Climate change and its consequences has become a topical issue in recent years. In this context, while it is recognized the importance of soil-mediated responses to global climate change, the nature and magnitude of these responses are not well understood. Below-ground processes play a key role in the global carbon (C) cycle because they regulate storage of large quantities of C (Pendall et al., 2004; Ryan and Law, 2005). Soil organic matter is the second biggest carbon pool in the planet after the oceans, and below-ground processes regulate fluxes to the atmosphere that are approximately 10 times the current anthropogenic CO2 loading rate (Chapin et al., 2002). Soil processes include C allocation below-ground via roots; microbial and mycorrhizal processes; SOM pool sizes and turnover rates; and soil microbial and rhizosphere respiration rates (Pendall et al., 2008). All have distinct responses to environmental change drivers, although availability of C substrates will regulate all the responses (Pendall et al., 2004).
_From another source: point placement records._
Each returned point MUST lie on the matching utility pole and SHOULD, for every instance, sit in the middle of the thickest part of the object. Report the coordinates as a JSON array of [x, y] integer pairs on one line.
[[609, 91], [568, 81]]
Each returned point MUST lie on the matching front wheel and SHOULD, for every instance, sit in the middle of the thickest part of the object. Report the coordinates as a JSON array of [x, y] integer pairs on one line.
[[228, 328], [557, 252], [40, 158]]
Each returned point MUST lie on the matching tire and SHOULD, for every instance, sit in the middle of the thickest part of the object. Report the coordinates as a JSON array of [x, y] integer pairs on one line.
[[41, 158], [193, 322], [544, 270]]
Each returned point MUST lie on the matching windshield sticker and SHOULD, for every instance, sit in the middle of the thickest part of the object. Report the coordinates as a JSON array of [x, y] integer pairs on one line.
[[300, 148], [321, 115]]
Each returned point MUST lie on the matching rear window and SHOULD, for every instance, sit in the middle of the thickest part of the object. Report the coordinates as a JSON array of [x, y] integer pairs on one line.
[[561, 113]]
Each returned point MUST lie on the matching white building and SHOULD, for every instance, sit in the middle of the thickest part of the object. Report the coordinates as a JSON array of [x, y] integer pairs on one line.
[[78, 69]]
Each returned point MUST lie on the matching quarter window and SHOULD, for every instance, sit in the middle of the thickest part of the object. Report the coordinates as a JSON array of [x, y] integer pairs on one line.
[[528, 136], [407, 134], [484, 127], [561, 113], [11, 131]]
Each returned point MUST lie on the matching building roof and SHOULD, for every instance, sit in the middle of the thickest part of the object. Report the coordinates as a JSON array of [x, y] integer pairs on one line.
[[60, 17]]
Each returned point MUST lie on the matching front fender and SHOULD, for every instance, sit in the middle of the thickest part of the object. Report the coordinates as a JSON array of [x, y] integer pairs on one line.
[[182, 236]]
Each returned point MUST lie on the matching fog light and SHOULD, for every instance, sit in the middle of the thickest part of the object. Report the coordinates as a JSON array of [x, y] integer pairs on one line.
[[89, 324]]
Increasing evidence has shown that climate change components (e.g., elevated CO2, O3 and reactive N inputs) can significantly alter rhizosphere processes through modifying root and microbial growth and below-ground allocation of carbon (Paterson et al. 1997; Zhang et al. 2005). The resulting changes in rhizosphere physiochemical environments may affect the displacement, and/or bioavailability of nutrients. The magnitude, trend and long-term implications of climate change effects on soil cations are not well documented and neither the underlying mechanisms. We examined during a year period the dynamics of soil cations and anions of intact soil cores after experimental warming and decreased precipitation using growth chamber facilities.